I mean, I don’t think this is that easy. This is about security. The bad guys won’t wait to attack until you’ve put the walls up, in a manner of speaking.
It is that easy, though. Updates don’t get pushed to our machines at work until one of our teams has a chance to test them and make sure they don’t brick our computers. Someone would have to have pretty intimate knowledge of our system to do more financial damage than us not being able to work for even a day. The financial industry uses an awful lot of proprietary software that is frequently obtuse and a nightmare to use, but that’s by design. I would hazard a guess that many, if not most, can do without immediate securiy updates. I can’t/won’t provide specifics about where I work, but this issue took down an institution who proceses $30 million + for us a day. And we’re not exactly a huge institution ourselves.
We are also far from the only company who uses them. We’re probably on the smaller end.
My company is FAR smaller, but our IT Director absolutely, positively refuses to use any software for mission-critical systems that can push any sort of update without his explicit approval after in-house testing. Paranoia is a good thing sometimes.
But welcome to Software-as-a-Service! We screw up your systems without you having to lift a finger!
Usually updates are run on a testing environment first. This is the accepted standard for finding potential errors in code so you don’t crash the planet.
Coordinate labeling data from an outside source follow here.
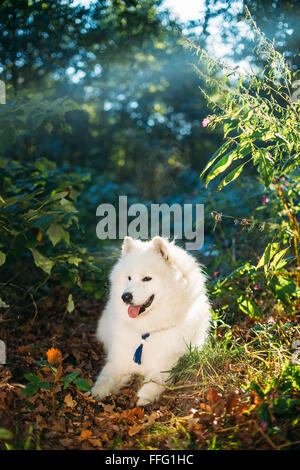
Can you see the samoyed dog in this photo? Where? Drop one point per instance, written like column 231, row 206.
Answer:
column 157, row 308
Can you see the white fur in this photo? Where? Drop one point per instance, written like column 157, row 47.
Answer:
column 178, row 316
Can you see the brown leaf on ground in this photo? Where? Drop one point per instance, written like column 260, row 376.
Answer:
column 85, row 434
column 213, row 396
column 69, row 401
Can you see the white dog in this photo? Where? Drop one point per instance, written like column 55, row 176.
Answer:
column 156, row 309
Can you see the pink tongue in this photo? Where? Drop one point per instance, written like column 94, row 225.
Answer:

Pushing it out into the live environment without doing this is pathologically idiotic.
The lady in the photo on the AP site is wearing a souvenir shirt from Iowa. Who the hell buys a souvenir shirt from Iowa?
RAGBRAI riders. I have several. There are also one or two Caitlin Clark fans out there.
Big thumbs up for both Caitlin Clark and RAGRAI [Register’s Annual Great Bicycle Ride Across Iowa for folks who wonder what the heck that acronym is for].
That picture of the CEO reminds me of coneheads
Might want to CTRL-H CyberStrike to CrowdStrike.
My friend just bought a house and was planning to move in today pending paperwork getting finished but the outage screwed all that up and now he has reschedule movers, utilities, appliance delivery, etc. Sucks.
Reading this, on a mac, made my day
Same but Linux
Same but Dell
Same but eMachines
Same but homebrew workstation running… Windows 10.
Gosh, when I retired it was z/os on IBM Mainframe
You’d be surprised how well this site works on ReactOS.
Could just have easily been Macs affected, crowdstrike runs on there too.
To be fair, it wouldn’t really have affected nearly as many people, because nobody uses Macs as servers.
Even Apple doesn’t use Macs as servers (iCloud was built on VMware + Supermicro + Linux, for the curious, though I’m not sure who the hardware vendor is these days).
Not as easily. On Windows, their software runs as a kernel-level driver. On Macs, that’s no longer allowed (since 2020). To be fair to Microsoft, they are forced to give that level of access due to a consent agreement with the Eu who thinks it “unfair” that MS should be the only one with kernel-level access.